Bushfires and bushfire smoke are associated with a range of health conditions and health impacts, including loss of life. Public health is affected by bushfires through smoke pollution, impacts on water supplies and destruction of major infrastructure, such as roads and powerlines (Johnston 2009). The impacts of bushfire smoke are the most widespread. Johnston and colleagues (2020) estimated the smoke-related health costs of the 2019–20 bushfire season, due to premature deaths (all causes), hospital admissions for cardiovascular diseases and respiratory diseases, and emergency department attendances for asthma, to be $1.95 billion. For further information on the health impacts associated with bushfire and bushfire smoke pollution, see Australian bushfires 2019–20: exploring the short-term health impacts.

What is included in this report?

This report is an online update to the Australian Institute of Health and Welfare (AIHW) report released in November 2020, Australian bushfires 2019–20: exploring the short-term health impacts. The original report provided a detailed background and analysis of data relating to New South Wales Emergency Department presentations (preliminary data), pharmaceutical prescriptions and sales, general practitioner visits and use of bushfire-specific mental health Medicare Benefits Scheme items.
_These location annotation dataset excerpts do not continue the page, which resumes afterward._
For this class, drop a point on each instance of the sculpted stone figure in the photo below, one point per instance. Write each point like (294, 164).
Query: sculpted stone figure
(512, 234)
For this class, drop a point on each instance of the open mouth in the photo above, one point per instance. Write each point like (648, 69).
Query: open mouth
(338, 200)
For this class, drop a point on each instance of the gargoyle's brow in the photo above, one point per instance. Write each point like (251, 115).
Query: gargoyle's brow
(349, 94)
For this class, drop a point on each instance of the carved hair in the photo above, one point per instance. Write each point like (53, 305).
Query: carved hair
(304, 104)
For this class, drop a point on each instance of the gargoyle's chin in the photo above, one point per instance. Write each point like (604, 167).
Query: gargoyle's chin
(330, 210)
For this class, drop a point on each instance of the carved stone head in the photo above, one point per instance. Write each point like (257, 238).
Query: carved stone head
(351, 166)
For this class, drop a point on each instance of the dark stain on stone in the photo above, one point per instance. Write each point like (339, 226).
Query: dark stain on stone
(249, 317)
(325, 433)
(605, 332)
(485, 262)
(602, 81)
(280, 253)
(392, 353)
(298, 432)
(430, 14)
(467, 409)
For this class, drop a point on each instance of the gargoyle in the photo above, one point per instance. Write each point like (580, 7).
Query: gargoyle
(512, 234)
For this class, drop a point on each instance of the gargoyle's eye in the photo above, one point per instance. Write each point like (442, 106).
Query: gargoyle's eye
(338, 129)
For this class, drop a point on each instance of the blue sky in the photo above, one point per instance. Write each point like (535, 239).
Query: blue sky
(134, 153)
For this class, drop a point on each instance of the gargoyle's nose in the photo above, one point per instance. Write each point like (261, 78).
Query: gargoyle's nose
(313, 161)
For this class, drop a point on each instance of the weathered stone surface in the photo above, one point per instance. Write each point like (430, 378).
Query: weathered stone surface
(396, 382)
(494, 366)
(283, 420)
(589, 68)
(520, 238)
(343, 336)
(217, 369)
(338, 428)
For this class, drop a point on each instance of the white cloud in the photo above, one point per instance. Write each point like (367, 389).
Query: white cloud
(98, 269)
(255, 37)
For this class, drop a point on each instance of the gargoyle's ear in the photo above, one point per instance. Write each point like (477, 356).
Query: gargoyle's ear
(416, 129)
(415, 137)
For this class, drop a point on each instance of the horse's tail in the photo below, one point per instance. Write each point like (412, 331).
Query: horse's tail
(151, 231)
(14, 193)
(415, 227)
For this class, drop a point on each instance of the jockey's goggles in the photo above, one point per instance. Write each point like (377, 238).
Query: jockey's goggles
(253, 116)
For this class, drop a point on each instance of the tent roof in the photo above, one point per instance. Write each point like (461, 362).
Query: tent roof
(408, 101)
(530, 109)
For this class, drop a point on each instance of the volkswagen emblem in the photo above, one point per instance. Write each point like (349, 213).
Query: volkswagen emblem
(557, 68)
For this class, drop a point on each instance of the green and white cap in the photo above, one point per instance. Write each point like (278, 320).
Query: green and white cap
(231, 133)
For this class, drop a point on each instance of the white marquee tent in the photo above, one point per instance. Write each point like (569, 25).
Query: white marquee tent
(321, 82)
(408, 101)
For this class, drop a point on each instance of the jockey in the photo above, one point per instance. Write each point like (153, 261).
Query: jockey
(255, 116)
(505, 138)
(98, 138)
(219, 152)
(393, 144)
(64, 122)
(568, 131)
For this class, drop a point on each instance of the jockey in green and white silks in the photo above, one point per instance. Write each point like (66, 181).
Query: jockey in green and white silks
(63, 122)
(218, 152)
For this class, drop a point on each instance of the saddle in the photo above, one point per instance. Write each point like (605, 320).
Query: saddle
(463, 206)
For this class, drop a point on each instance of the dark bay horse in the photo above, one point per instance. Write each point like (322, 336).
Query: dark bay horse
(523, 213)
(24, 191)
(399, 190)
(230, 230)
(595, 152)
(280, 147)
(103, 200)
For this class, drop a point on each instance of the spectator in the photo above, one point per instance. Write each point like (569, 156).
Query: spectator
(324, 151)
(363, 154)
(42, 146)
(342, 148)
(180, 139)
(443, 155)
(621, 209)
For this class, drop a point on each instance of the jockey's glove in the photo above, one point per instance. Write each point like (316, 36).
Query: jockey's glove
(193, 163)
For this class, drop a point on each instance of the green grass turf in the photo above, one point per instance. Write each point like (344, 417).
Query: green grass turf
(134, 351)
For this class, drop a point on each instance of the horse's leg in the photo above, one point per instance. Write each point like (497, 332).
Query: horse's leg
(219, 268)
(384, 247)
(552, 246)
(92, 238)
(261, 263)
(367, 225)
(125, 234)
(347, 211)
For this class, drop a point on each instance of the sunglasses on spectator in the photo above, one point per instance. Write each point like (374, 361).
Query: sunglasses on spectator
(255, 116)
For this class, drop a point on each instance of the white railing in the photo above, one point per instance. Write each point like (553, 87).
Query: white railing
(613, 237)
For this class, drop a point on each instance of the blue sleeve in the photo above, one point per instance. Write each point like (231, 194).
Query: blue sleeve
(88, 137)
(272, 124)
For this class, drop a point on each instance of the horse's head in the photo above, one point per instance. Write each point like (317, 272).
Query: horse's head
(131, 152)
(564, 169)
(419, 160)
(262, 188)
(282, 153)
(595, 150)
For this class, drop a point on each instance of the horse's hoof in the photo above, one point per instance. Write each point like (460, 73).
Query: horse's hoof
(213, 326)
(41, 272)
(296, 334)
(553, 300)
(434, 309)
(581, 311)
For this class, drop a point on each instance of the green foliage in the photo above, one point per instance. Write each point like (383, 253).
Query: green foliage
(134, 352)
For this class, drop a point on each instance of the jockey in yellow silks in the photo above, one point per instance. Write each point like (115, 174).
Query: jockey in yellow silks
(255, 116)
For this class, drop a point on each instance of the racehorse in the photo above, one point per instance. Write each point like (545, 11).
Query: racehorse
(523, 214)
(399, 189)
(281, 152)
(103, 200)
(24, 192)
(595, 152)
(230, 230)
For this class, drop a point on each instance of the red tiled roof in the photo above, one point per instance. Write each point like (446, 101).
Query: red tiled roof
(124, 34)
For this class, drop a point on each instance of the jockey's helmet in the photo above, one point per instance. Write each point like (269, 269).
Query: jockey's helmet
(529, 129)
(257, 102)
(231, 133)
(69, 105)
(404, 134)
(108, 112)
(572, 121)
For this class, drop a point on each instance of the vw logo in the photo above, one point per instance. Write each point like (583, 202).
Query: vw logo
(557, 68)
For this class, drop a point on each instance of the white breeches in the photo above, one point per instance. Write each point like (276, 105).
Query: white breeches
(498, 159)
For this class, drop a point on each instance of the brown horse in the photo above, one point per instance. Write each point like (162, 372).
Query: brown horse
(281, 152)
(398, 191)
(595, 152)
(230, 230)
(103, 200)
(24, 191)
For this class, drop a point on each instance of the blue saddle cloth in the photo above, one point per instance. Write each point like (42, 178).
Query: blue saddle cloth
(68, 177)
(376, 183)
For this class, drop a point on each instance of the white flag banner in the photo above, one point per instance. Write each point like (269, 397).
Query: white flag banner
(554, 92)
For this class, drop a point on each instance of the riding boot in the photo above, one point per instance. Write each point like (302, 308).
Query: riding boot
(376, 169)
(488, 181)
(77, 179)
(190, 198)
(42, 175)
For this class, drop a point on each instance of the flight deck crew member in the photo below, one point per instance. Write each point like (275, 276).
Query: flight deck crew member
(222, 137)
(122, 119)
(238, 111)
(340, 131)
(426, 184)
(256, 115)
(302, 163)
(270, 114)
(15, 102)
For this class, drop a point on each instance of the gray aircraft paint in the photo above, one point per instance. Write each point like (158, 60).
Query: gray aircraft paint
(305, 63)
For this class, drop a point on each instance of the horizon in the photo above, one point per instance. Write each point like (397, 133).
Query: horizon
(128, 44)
This update includes national data relating to admitted patient hospitalisations, emergency department presentations (all jurisdictions), use of Medicare-subsidised mental health services, and outdoor physical activity for the Australian Capital Territory based on activity tracking data. With the exception of some mental health data, all analyses cover the 2019–20 bushfire season (1 September 2019 to 29 February 2020 for the purposes of this report). For additional information on the geographical units of analysis used in this report, see Technical notes.

The AIHW holds perinatal health data within the National Perinatal Data Collection. At the time of writing, this data collection included data to the end of 2019. As the smoke exposure that occurred in the first quarter of 2020 was deemed critical in presenting a comprehensive picture of any effect of the 2019–20 bushfire season on perinatal outcomes, these are not presented in the current report. Analysis of perinatal data once 2020 data become available could provide further insight into the relationship between bushfire smoke exposure and perinatal outcomes.